Languages Advisory Group – Notes from Meeting on Novemeber 18, 2011

Minutes from the LIS Languages divisional group November 18, 2011.

Present: Tom Beyer, Bryan Carson, Orlaith Creedon, Florence Feiereisen, Enrique Garcia (co-convener), Rivi Handler-Spitz, Joy Pile (co-convener), Terry Simpkins

1. Information Literacy Pilots

Chemistry has devised a 4 year program that covers courses within the major from 1st year through the senior capstone project.

HARC is still formulating how the program will work given the various courses students take for the major, and the specialized knowledge base of departmental faculty.

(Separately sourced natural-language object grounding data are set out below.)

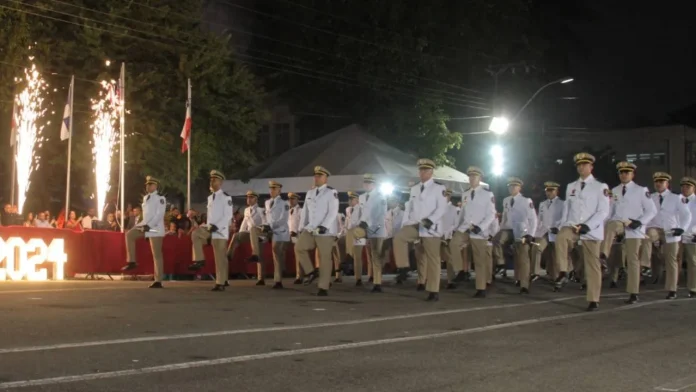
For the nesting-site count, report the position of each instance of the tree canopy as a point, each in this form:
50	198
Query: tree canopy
162	43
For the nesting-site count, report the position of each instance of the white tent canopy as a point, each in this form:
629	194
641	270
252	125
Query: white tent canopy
347	153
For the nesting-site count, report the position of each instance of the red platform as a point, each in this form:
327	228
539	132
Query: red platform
100	252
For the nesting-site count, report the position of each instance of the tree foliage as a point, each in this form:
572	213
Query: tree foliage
397	67
163	43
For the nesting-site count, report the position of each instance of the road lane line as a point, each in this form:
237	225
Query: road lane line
61	346
314	350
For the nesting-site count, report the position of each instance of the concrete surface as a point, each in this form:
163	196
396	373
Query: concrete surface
120	336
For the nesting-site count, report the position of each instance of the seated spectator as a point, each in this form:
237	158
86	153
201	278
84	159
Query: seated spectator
41	221
30	220
111	224
72	222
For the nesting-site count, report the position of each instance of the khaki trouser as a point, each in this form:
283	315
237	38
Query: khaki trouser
238	238
503	238
278	251
199	237
631	251
306	242
452	254
690	258
522	267
592	269
482	255
536	252
376	254
566	240
155	244
611	230
429	257
666	258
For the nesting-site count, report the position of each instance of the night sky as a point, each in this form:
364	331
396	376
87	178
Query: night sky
640	66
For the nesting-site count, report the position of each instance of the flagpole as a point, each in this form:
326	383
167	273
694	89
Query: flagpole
67	187
123	147
188	164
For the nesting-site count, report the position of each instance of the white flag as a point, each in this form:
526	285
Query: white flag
67	117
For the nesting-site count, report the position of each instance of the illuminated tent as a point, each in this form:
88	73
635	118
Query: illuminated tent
347	153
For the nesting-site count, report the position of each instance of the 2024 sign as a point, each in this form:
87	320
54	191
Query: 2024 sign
22	258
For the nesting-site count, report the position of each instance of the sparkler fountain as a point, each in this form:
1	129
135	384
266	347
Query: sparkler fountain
106	116
30	110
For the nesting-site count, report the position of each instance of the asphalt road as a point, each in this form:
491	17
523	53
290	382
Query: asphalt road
120	336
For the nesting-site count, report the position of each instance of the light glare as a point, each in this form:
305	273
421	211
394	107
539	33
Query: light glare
499	125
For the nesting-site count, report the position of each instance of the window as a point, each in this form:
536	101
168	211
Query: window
281	138
648	159
262	147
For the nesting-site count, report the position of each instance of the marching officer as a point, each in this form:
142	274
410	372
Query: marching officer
673	216
475	219
549	220
150	227
427	207
689	238
373	212
631	211
220	212
275	226
253	220
293	227
519	215
585	209
318	229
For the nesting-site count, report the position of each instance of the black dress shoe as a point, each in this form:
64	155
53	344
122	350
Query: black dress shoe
196	265
129	266
462	276
311	277
433	297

Languages present some problems since it is difficult to do meaningful in-language research until the upper levels. This opens the quandary of where info lit should be included in the language curriculum. Should it be the same for all language departments? Tom Beyer mentioned that he has brought in a librarian for the first few classes of the senior seminar to teach research methods.

2. Liaison Program

The liaison program, or more particularly the model of reference service will be undergoing an assessment this spring. This assessment will work in tandem with the LIS space team in order to determine how to best use and redesign two areas – the information desk and the reference desk.

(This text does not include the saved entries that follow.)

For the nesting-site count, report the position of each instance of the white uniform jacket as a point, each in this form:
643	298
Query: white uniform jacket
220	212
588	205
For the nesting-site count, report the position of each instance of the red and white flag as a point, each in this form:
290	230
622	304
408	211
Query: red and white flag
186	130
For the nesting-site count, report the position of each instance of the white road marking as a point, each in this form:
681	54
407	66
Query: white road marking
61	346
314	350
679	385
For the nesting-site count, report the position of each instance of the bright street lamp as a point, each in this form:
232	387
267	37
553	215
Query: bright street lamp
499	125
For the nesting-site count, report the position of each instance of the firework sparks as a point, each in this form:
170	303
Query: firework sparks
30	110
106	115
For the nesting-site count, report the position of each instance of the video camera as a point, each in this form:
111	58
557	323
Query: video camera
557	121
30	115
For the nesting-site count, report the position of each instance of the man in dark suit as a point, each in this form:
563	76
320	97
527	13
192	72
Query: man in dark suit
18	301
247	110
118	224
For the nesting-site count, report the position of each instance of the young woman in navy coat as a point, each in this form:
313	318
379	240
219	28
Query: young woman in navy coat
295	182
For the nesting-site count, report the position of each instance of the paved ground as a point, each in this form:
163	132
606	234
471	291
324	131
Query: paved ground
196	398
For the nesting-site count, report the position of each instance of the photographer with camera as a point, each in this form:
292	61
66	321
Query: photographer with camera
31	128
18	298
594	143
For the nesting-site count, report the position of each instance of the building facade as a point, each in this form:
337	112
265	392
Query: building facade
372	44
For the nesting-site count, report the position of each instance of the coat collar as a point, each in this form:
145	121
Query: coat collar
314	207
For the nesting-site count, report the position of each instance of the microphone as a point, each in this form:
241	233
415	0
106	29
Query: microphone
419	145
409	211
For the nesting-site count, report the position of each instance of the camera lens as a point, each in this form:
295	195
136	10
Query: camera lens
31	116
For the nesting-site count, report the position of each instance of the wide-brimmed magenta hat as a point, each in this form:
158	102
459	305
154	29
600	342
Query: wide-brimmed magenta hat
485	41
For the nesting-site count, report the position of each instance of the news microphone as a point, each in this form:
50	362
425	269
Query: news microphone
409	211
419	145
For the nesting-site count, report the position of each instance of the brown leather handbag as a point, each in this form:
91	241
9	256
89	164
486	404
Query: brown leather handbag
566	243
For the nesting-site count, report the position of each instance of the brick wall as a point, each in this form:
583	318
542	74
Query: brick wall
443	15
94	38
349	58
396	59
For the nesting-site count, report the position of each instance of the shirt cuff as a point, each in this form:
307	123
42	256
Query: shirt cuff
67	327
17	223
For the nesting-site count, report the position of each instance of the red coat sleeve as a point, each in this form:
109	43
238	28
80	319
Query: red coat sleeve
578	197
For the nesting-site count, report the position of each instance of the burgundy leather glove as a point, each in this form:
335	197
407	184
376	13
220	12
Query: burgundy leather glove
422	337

 3. Google/MSLive evaluation

Shel Sax is heading up an evaluation of moving email hosting from the college to the cloud. LIS will be evaluating two services – Google and MicroSoft Live. There are a number of questions/issues: cost, ease of migration, functionality, service level agreements with the vendors, etc. Should we change mail services, there will be a way of migrating any information stored in our current system and we will retain a middlebury.edu address.

 4. Classrooms and labs

Currently there are 44 “non-smart” classrooms on campus, plus several other spaces used as classrooms during the Language Schools. What is the best method and what should be the schedule and priority for converting them? LIS will convening a group this fall to prioritize upgrade requests, resulting in a budget request for conversion. This group will also be looking at near-future technologies such as small portable projectors that might impact the upgrade decisions.

 5. Innovation: digital humanities, cyberinfrastructure

Three College-wide task forces on innovation have been created, each of which will have LIS representation. Additionally, LIS is forming a group to provide services to the community relating to digital resources and ideas relating to their use in a liberal-arts pedagogy. The LIS group, led by our Head of Collections and Digital Initiatives, is still in its formative stages, but they will be charged with thinking about the services needed and how best to deliver them. This may include an inventory of what is already happening on campus. LIS is investigating how digital resources from special collections, the lecture archive and other sources could or should be integrated. Midd Lab may fit in as sort of a “PR” arm to highlight interesting uses of digital technology in humanities research and pedagogy.

6. Moodle

Is up and running. The number of classes using either Moodle or WorPress is similar in number to the numbers of Segue sites in the past. Segue will become read only by the spring and migration tools, or the ability to archive material on the sites as static HTML or PDF will be available in the spring. Rivi mentioned the problems she has with transferring information from a Word document to Moodle. Bryan related that this problem was a problem for the intersection of almost all WYSIWYG editors with MS Word. It was suggested that faculty help Alex schedule a workshop or create tutorials, focused on the best practices for creating documents that include diacritics — or are written in non-Roman characters or alphabets — into Moodle or WordPress.

 7. Investigation and digital solution for the “Language labs”

Aline Germain-Rutherford and Alex Chapin are heading up this task-force. They have sent out a request for input on specifications from faculty. Although they have begun documentation, no timeline for completion has yet been set.

Tom Beyer cautioned against spending and investing large sums for infrastructure. Many of the functions of a “language lab” can be done with cheap technology such as an iPhone or other smart phones. These devises can now easily record a video and send or upload it. The Google translate app for smart phones enable students to quickly learn vocabulary and hear it spoken, just by talking into their smart phone.

This year Tom is experimenting with Skype and other simple technology to record and stream faculty meetings and lectures, allowing faculty to attend virtually.

Enrique and Florence mentioned that language departments need students to create portfolios of their written and oral work that can follow a student’s progress across 4 years, especially since a student may have a different teacher each semester. These portfolios would enable faculty to track the progress of students and also know which issues remain as problems – either in grammar or in pronunciation and enable to better tailor and monitor instruction.

8. Ebooks

Joy briefly mentioned that we have access to a collection of about 45,000 ebooks through EBL. Purchase will be on a patron driven model. Tom asked about using this service for recent translations of literature, which he uses as class texts. We ran out of time to fully explore all the issues surrounding ebooks – and will discuss it more in depth at the spring meeting of this group.